Ombre scure scavano la pelle del giornalaio in sottilissimi fossati, si annidano sotto i suoi occhi, fanno schermo alla sua vista. Non ti ricordi di me? Chiede l’uomo che gli sta davanti. Si è tolto gli occhiali e ha liberato la fronte dai capelli ondulati color cenere di cui alcune ciocche sfuggono alla presa delle dita. Ha un anello all’anulare, gli occhi lucidi. Mi dispiace. Il giornalaio stringe le palpebre, allunga il collo, vede il volto dello studente sepolto nel volto di quello sconosciuto. Esce dal retro dell’edicola e lo raggiunge. Vorrebbe abbracciarlo. Si ferma. Gli stringe la mano e lo chiama professore. Perché siete tornato? Chiede. Mia madre è morta, sono stato al funerale. Si siedono al bar, ordinano un caffè. Il ragazzo diventato uomo guarda la ragazza che li serve e vede qualcun altro. Piega il capo verso il giornalaio, gli risponde che non pensa di restare per la notte. Il suo sguardo percorre i lineamenti dei tavoli, dei clienti. Non trova appigli. Si sofferma sul profilo di una bambina concentrata a leggere un libro. Osserva il barista portarle un bicchiere d’acqua. È sua figlia? Sussurra al giornalaio. La bambina si volta a guardarlo per un secondo, l’uomo spalanca la bocca, lei torna al suo libro. Si chiama Lola, dice il giornalaio.

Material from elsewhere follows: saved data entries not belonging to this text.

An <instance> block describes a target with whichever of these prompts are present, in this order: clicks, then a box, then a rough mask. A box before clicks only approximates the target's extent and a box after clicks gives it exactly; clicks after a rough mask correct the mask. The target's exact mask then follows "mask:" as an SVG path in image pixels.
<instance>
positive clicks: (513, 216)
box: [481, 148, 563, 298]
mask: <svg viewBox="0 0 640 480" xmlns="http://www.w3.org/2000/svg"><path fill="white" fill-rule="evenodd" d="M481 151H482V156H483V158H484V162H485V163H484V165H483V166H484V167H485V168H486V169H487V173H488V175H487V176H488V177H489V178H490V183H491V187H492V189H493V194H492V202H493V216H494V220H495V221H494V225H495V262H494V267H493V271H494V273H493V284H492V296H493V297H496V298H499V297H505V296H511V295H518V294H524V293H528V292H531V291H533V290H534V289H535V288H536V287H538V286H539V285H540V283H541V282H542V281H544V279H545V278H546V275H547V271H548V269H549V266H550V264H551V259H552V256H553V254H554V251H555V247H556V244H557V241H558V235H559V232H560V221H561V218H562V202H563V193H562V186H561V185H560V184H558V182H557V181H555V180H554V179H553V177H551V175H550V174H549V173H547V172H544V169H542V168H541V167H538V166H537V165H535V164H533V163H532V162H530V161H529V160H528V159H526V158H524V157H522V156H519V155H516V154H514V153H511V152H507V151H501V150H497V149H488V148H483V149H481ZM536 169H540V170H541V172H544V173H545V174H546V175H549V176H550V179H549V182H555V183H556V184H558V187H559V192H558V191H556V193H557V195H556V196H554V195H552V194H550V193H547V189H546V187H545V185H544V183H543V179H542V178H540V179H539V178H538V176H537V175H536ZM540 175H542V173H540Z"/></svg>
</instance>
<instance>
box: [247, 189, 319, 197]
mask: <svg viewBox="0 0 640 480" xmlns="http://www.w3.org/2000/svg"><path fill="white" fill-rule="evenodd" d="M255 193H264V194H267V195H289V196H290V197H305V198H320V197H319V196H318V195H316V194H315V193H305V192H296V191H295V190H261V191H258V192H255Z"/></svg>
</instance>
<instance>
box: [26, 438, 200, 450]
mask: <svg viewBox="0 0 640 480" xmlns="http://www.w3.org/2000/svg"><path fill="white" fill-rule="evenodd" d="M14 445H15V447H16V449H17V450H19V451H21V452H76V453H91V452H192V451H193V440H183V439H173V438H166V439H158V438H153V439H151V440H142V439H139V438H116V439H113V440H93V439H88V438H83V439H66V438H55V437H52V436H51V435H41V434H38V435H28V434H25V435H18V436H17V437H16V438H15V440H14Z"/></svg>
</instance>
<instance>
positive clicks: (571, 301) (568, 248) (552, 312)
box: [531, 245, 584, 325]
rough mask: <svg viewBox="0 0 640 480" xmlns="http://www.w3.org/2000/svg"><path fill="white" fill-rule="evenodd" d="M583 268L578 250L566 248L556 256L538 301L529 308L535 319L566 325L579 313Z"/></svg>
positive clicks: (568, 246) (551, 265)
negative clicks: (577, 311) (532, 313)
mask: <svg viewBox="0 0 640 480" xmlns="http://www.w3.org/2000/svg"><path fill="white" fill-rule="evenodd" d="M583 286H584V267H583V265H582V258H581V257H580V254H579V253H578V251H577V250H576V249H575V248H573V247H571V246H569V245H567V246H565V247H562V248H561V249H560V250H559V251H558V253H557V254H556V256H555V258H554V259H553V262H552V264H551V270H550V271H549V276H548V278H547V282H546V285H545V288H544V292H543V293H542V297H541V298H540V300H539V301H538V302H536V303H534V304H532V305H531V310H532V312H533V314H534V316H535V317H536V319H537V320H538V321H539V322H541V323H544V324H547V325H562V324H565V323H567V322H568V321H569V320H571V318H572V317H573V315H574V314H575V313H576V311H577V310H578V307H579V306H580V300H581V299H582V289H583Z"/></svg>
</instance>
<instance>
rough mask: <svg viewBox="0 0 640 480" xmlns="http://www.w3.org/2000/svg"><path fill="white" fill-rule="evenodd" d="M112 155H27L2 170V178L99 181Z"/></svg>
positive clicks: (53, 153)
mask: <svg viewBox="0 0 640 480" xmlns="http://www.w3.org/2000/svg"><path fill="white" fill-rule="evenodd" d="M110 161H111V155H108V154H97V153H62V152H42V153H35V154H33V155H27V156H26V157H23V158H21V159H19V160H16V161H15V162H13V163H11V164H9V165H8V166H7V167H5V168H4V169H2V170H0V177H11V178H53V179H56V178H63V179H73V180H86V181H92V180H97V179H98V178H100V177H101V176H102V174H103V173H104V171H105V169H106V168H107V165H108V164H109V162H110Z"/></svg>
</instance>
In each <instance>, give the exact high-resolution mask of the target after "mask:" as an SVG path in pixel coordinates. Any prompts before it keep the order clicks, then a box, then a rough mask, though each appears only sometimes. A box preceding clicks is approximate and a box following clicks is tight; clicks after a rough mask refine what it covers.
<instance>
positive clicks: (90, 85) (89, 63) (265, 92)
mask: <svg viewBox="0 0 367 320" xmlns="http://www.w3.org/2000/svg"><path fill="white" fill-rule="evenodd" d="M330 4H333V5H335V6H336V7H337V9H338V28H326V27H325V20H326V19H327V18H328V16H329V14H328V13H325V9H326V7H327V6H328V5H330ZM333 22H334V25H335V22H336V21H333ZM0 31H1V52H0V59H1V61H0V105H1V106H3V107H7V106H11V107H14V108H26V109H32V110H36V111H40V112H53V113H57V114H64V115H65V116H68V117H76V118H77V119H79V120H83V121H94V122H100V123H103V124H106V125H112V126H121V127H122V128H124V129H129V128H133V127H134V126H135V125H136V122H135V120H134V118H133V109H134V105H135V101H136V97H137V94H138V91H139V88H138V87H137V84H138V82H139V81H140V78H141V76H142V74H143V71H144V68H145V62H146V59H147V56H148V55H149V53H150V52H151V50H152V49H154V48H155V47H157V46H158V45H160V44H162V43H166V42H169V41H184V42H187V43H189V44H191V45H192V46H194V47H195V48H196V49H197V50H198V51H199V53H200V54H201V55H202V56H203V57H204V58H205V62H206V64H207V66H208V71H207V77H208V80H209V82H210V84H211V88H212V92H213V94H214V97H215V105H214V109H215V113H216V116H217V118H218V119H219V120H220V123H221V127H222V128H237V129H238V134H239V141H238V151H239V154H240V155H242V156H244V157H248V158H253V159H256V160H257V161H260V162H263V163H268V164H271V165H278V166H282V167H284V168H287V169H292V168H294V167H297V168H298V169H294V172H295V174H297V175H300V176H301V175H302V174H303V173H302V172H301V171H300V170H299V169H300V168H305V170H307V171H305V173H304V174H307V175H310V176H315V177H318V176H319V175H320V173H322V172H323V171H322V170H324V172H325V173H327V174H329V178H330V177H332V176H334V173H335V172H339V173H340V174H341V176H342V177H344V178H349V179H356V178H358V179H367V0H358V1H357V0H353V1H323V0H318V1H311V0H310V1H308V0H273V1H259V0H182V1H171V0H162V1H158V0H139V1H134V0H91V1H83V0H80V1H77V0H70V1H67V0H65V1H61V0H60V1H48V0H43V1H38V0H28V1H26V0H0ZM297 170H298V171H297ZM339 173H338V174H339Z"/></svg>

Il professore paga il conto, posa le monete sul tavolo, sopra il tovagliolo che porta il baffo di caffè delle sue labbra. Stringe la mano al giornalaio e percorre la strada fino al cimitero. La casa di fronte ha i muri consumati, le imposte chiuse, l’erba alta tutto attorno. Prende dalla tasca l’accendino e una candela. Oltre il cancello accende la fiammella e Dolores gli soffia tra i capelli.